The

law of

large numbers is a precise

theorem of

probability theory. Well, two theorems actually.

**The weak law of large numbers:**

A sequence X_{1}, X_{2}, ... of independent identically distributed random variables with finite mean m and finite variance is given. Then the sequence S_{n} = (X_{1} + X_{2} + ...+ X_{n})/n, for n = 1, 2, ... satisfies the following:

For any e > 0

P(|S_{n} - m| > e) → 0 as n → ∞.

**The strong law of large numbers:**

Under the same conditions as above S_{n} satisfies

P(S_{n} → m as n → ∞) = 1.

The two theorems look very similar, and sort of say that as you perform more and more experiments the mean of the sample will get closer to the expectation. They say it in different ways though, and getting your head round the difference can be tricky.

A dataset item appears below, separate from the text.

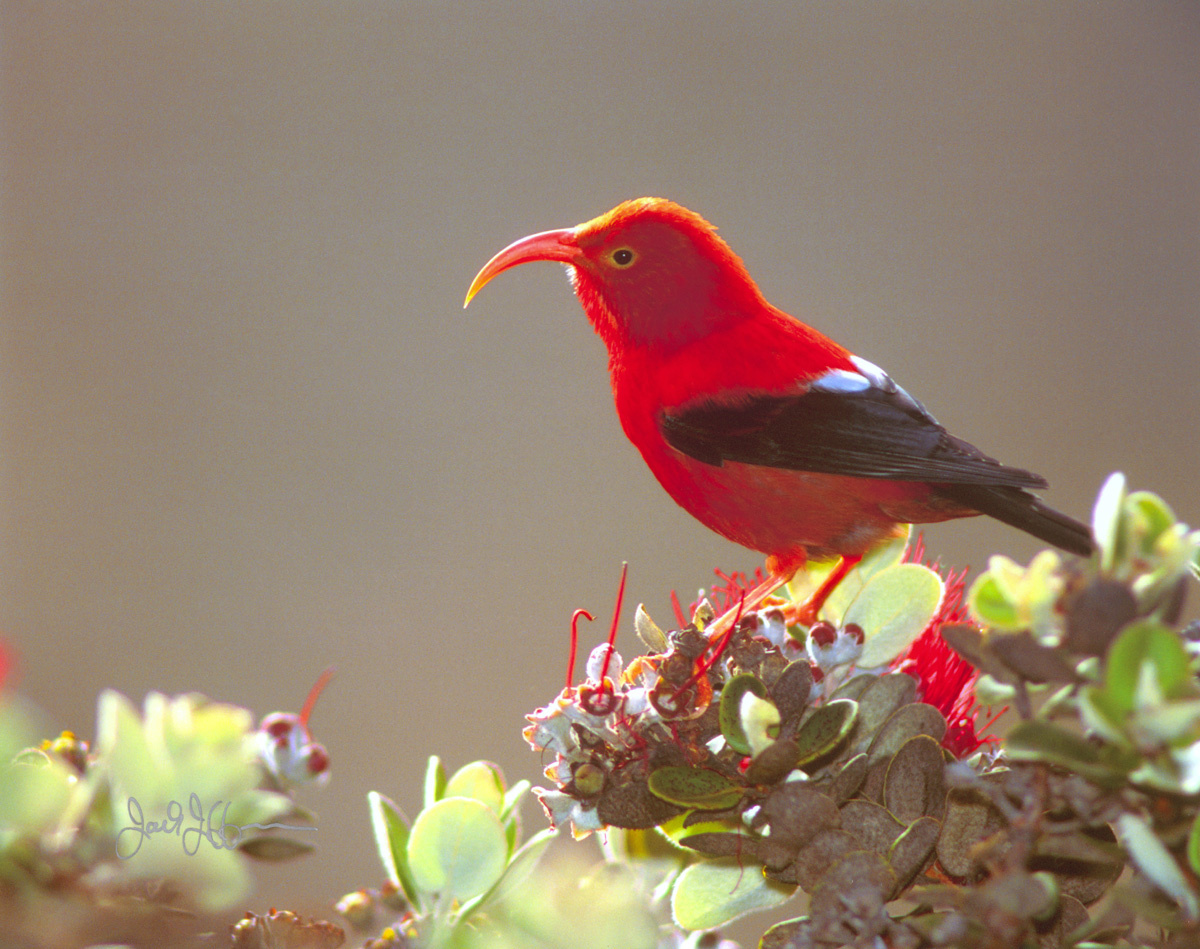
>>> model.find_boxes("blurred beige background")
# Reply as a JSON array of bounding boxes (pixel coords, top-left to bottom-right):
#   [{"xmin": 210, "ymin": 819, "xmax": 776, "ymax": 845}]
[{"xmin": 0, "ymin": 0, "xmax": 1200, "ymax": 926}]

Roughly speaking SLLN says something about the behaviour of the particular sequences S_{1}, S_{2}, ... once we have decided the values for X_{1}, X_{2}, ..., while WLLN rather tells you something about the the probability distribution of S_{n} at different values of n.

The difference may be easier to understand if I give an example of a random sequence T_{1}, T_{2}, ... that satisfies the result of WLLN but not SLLN.

Let Y_{1}, Y_{2}, ... be sequence of independent random variables, such that Y_{k} is uniformly distributed on the set {2^{k}, 2^{k}+1, ..., 2^{k+1}-1}.
Define T_{n} = 1 if n = Y_{k} for some k and T_{n} = 0 otherwise.

For T_{n} thus defined we see that

P(T_{n} = 0) = 2^{-k}

for 2^{k} ≤ n < 2^{k+1}, but that T_{n} always contains an infinite number of both ones and zeroes. Thus T_{n} satisfies the result of WLLN (with m = 0), but not the result of SLLN.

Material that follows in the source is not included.